Catching Exceptions

“It’s 3 am and your children are safe and asleep. But there’s a phone in the White House and it is ringing. Something is happening in the world. Your vote will decide who answers that call. Whether it is someone who already knows the world’s leaders, Knows the military, Someone tested and ready to lead in a dangerous world. It’s 3 am and your children are safe and asleep. Who do you want answering that phone?” – voiceover for Hillary Clinton campaign ad

How will you respond when things don’t go accordingly to plan? We recognize true greatness not as those that do well when everything is fine, but those who respond with grace and courage when things go terribly wrong. Most historians consider our three greatest presidents to be George Washington, Abraham Lincoln, and Franklin Roosevelt. It is no coincidence that they led us through the 4 largest crises our nation has faced: the War for Independence, the Civil War, the Great Depression and World War II.

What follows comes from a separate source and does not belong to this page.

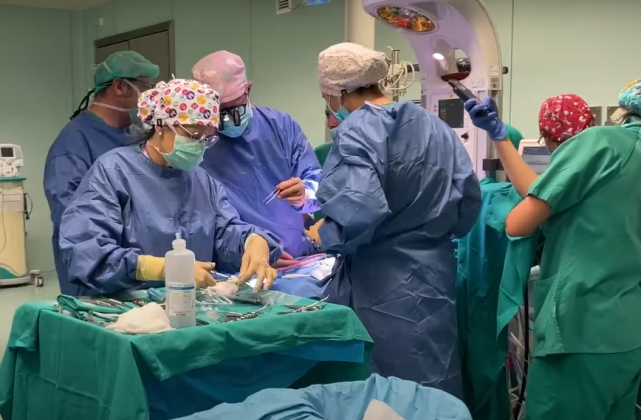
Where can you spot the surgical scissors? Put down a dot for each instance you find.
(271, 196)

I believe the absolutely most important thing about being a great professional software developer is being prepared for when things go wrong. The naive developer will claim that nothing can go wrong and so fails to prepare. The battle hardened but cynical developer throws up their hands and says there is nothing they can do about it. I will try to walk you somewhere between these two extremes and combine the pessimism that tells us what can go wrong and the optimism that tells us how we can recover from it.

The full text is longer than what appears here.